I did see a video of a oversized GSD trying to do work, and it was very slow moving. And when it bit the decoy, it didn't do it with anywhere near the intensity that the working lines do.


----------



## MineAreWorkingline (May 2, 2015)

LoboFloppyEars said:


> I did see a video of a oversized GSD trying to do work, and it was very slow moving. And when it bit the decoy, it didn't do it with anywhere near the intensity that the working lines do.


How do you know it wasn't working lines?


----------



## VickyNero (Nov 8, 2017)

Sunsilver said:


> I owned a Shiloh at one time, which is why I know so much about them. Her temperament went to pot when she was about 9 months old, and became frightened of everything. At age 2, she still wasn't able to pass a basic temperament test, and when a small puppy came running towards her at the yearly Shiloh breed show, she was so frightened, she yanked the leash out of my hand! :rolleyes2:
> 
> She was fine up until 9 months. When she was 3 months old, we were out in the woods during the fall, and we'd frequently hear hunters firing their rifles. She'd just tilt her head, then go back to whatever she'd been doing.
> 
> ...



Thank you for actually giving me some information about the Shiloh Breed.
Large breeds seem to be a touchy subject in this forum.
I love my big black GSD hes a massive but healthy softy.

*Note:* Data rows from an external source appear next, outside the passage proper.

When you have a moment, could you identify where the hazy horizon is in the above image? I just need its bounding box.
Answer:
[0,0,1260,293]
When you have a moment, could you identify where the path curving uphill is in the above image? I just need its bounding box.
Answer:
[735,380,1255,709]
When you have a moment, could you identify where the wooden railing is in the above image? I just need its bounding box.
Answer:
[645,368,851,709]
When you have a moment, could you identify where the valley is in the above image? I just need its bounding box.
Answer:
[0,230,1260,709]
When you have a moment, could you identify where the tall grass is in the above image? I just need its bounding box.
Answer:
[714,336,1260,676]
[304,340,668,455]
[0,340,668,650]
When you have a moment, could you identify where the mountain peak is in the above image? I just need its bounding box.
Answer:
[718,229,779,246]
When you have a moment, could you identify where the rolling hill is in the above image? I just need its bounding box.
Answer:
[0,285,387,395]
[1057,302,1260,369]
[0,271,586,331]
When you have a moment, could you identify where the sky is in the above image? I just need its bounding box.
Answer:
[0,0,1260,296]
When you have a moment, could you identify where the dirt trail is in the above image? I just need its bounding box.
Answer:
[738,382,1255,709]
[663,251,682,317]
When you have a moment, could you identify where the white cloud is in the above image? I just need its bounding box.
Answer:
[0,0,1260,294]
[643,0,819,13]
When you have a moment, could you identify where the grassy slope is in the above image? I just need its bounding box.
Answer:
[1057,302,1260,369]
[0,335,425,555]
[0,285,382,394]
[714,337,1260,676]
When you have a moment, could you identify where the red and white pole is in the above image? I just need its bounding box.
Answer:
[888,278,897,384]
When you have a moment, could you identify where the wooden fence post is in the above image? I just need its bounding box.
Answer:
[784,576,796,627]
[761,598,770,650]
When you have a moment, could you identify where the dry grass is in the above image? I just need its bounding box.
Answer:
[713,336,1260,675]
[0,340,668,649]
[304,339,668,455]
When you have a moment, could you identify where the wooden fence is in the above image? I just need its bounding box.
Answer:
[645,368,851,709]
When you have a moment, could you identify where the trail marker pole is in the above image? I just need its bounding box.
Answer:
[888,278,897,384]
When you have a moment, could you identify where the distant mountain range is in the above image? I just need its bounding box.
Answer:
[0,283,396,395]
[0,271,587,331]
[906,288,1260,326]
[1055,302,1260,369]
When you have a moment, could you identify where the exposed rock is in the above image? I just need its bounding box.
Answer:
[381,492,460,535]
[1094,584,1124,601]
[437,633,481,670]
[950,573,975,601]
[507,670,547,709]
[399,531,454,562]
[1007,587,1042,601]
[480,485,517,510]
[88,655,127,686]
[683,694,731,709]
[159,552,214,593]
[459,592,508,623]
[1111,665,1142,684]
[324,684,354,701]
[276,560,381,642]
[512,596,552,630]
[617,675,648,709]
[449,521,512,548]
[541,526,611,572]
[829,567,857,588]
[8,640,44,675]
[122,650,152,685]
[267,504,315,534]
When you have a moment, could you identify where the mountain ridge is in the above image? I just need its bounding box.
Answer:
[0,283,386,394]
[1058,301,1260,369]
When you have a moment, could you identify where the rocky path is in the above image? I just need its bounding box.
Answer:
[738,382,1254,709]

I'm not really concerned with working dogs or breeding 'standards', I don't need to be, just simply wanted to know a but about the breeds and the similarity or differences to GSD.

So thank you Sunsilver, if anyone has much knowledge about the King Shepherds I would be interested.


----------



## Slamdunc (Dec 6, 2007)

It's not that "large breeds" are a touchy subject. There are plenty of excellent large breed dogs if you want a large breed. You could look at Bernese Mountain dogs, Irish Wolfhounds, Saint Bernards, etc. Those are large breed dogs. 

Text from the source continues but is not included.